Le salon a offert au public deux types de manifestations : des tables rondes et des cafés littéraires. L’un des cafés les plus suivis et les plus agréables a été l’occasion pour Gürsel de retracer sa biographie, ses souvenirs, son parcours, et d’évoquer ses publications, surtout celles qui furent le plus controversées. Le second café, suivi par un grand public, fut animé par Tahar Ben Jelloun, aiguillonné par les questions d’Elsa Charbit puis par celles d’une classe de CM2 de Marseille venue interroger l’auteur de L’Islam expliqué aux enfants.

Les tables rondes, animées par l’écrivain Pierre Assouline, ont porté sur des questions des plus cruciales.

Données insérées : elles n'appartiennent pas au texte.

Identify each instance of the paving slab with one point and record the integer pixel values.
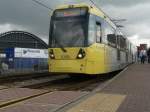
(129, 92)
(45, 103)
(2, 87)
(13, 94)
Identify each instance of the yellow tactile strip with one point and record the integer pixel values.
(99, 103)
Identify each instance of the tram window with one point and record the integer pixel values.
(118, 55)
(98, 32)
(92, 34)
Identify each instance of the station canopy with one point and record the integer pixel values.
(21, 39)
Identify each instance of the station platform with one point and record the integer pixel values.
(128, 92)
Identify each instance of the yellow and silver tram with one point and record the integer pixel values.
(84, 40)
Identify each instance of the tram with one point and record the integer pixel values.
(84, 40)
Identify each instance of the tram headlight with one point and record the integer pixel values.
(51, 54)
(81, 54)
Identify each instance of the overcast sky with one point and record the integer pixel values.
(28, 16)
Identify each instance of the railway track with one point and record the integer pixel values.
(56, 84)
(22, 77)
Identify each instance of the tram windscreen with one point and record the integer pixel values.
(68, 30)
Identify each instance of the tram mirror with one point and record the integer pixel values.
(111, 38)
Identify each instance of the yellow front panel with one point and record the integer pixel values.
(66, 62)
(95, 59)
(67, 66)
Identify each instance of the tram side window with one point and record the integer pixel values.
(91, 38)
(110, 34)
(98, 32)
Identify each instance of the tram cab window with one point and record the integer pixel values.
(98, 32)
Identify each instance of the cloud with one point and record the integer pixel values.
(29, 16)
(10, 27)
(138, 21)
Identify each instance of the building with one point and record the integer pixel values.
(23, 51)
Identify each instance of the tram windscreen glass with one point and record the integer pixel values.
(68, 31)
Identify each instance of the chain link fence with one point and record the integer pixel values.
(22, 66)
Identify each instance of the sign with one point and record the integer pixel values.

La première table ronde porta sur : « Y a-t-il une mémoire méditerranéenne ? » (« Où il s’avère que les écrivains du bassin méditerranéen ont autant d’Histoire que de géographie en commun ») ; la deuxième table ronde était axée sur la question : « Européens ou Méditerranéens ? » (« Où il apparaît que les déçus de l’identité européenne se détournent du côté ombre pour se retourner du côté soleil de leur passé commun »). La troisième table ronde fut sans doute la plus suivie, d’abord pour le thème débattu : « La langue des écrivains fera-t-elle avancer la paix ? », ainsi paraphrasé : « Où l’on se prend à rêver que les réalités de la fiction finissent par s’imposer à celle de la réalité politique », et surtout pour la joute qui a opposé l’écrivain israélien A.B Yehoshua à l’écrivain égyptien Gamal Ghitany. Yehoshua a surtout insisté sur la menace iranienne, la nécessité de la reconnaissance d’Israël par les Palestiniens ; à quoi Ghitany a répondu en affirmant son opposition à un Etat religieux (qu’il s’agisse d’islam, de judaïsme, ou de christianisme), et en déclarant que dans l’état actuel des choses, c’est à Israël qu’il appartient de reconnaître les Palestiniens et non pas l’inverse. Il s’en est pris virulemment au mur : « Donnez-moi l’exemple d’un seul mur qui ait protégé ses constructeurs. »

La question palestinienne semble avoir empêché l’idée d’une union des écrivains méditerranéens, lancée par Pierre Assouline. Nous en sommes à ce point où entre hommes on se comprend, mais entre parties, le désaccord est toujours le même.

La dernière table ronde porta sur « ce que [nos] valeurs et [nos] imaginaires ont en commun », et « où l’on convient que décidément la littérature et la poésie ont parfois la vertu de faire sauter les frontières ». J’ai eu le plaisir de participer à cette dernière table ronde, et d’avoir esquissé une réponse à la question de savoir ce qui fait que le poétique est habilité à nous rapprocher. La question de la liberté d’expression fut également soulevée, notamment concernant l’écrivain italien Antonio Tabucchi.

Le salon n’a pas manqué de susciter des critiques. Celles que j’ai pu recueillir se rapportent à l’absence de représentant de la Palestine, de la Libye, de Malte…, à l’absence des écrivains marseillais, et même des libraires de la ville, et surtout à un manque d’information, de publicité pour le salon. Malgré cela, il fut une véritable réussite.